[1] MEMORANDUM OPINION
[2] Donald Eugene Mills, hereinafter referred to as defendant, was charged, tried, and convicted in the District Court of Garfield County for the crime of Embezzlement After Former Conviction of a Felony. He was sentenced to serve five years imprisonment in the state penitentiary, and from said judgment and sentence a timely appeal has been perfected to this Court.
[3] Briefly stated, the evidence adduced at the trial revealed that the defendant, an employee of Newman Mercantile Company in Enid, Oklahoma, delivered a refrigerator to Joyce Ciardullo, and was paid $400.00 on May 17, 1969. This payment was made in the form of three One-hundred dollar bills and a check for One-hundred dollars. The company bookkeeper, Mrs. Winifred Vincent, testified that she did not remember the defendant giving her the money and discovered it was missing. The manager reported the matter to the District Attorney's office and an investigation was commenced. The missing check was found some time later in an envelope stuck under a door of the company, by the defendant and another employee.
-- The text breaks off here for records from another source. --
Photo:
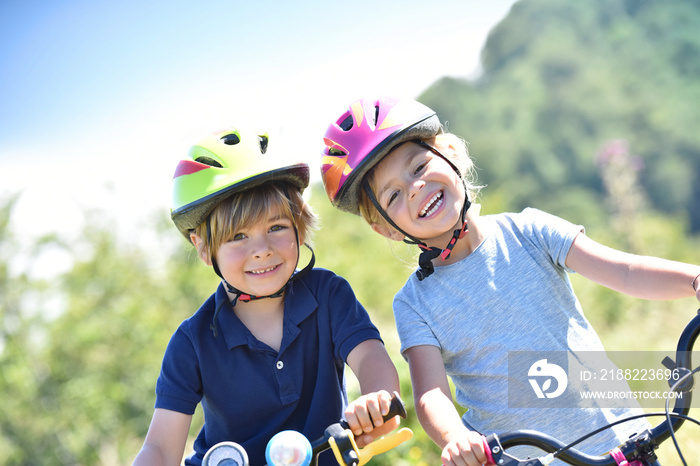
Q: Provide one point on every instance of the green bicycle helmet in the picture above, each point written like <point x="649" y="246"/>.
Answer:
<point x="222" y="164"/>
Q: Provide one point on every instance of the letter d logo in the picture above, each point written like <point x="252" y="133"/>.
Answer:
<point x="542" y="369"/>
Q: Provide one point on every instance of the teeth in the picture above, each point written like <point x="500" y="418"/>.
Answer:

[4] The defendant, after being advised of his constitutional rights by the Assistant District Attorney, agreed to take a polygraph examination. He was taken to the Oklahoma Bureau of Investigation in Oklahoma City by members of the District Attorney's office and advised of his constitutional rights, wherein he refused to sign a written waiver. He took the polygraph examination and was advised that he had flunked the test. He subsequently made a statement to two agents that he had put the money on the bookkeeper's desk and when he returned, found it still laying there; he put it in his pocket and walked out. The agents also testified as to where the defendant stated he had spent the money.
[5] The defendant made a second purported confession to the Assistant District Attorney on the return trip to Enid. Testimony was offered by three additional witnesses to verify that he had paid accounts which the defendant had included in his oral statement.
[6] The defendant testified that he had, in fact, been paid by the customer and that he put the money on the desk of the bookkeeper. He stated he agreed to take the polygraph examination because of threats by the Assistant District Attorney. He admitted *Page 393 making incriminating statements to the agents, but stated they were not true and were made as the easy way out of the situation.
[7] This case must be reversed for several errors committed by the trial court. It is our first observation that the Information charging the defendant would be sufficient to allege a crime under 21 O.S. 1910 § 1454[21-1454]; however, the court instructed the jury under the provisions of 21 O.S. 1910 § 1452[21-1452]. It is next observed that the defendant was tried under the habitual criminal statute when there was no evidence of this prior conviction presented at the preliminary hearing.
[8] This Court has previously ruled on this question in the case of Carter v. State, Okla. Cr. 292 P.2d 435, in which we stated:
"The question of the defendant's right to be informed in the magistrate's preliminary complaint that he must face the charge as a second and subsequent offender because of a prior conviction or convictions, is a matter of substance, not just form."
[9] We have carefully reviewed the entire case made and there is some doubt in the minds of this Court as to the admissibility of the confession from the evidence presented. We would suggest to the trial court that a Jackson v. Denno hearing be conducted to determine the question of voluntariness of the confession.
[10] This case presents an unfortunate situation, as the evidence of defendant's guilt appears clear; but regardless of the defendant's guilt and his prior conviction, he is entitled to the same fair trial as any other defendant. Under the situation here presented we cannot say this defendant has been afforded such treatment. Therefore, the judgment and sentence is hereby vacated, and the case is reversed and remanded for a new trial, in accord with the principles hereinbefore set forth.
[11] BRETT, P.J., and NIX, J., concur.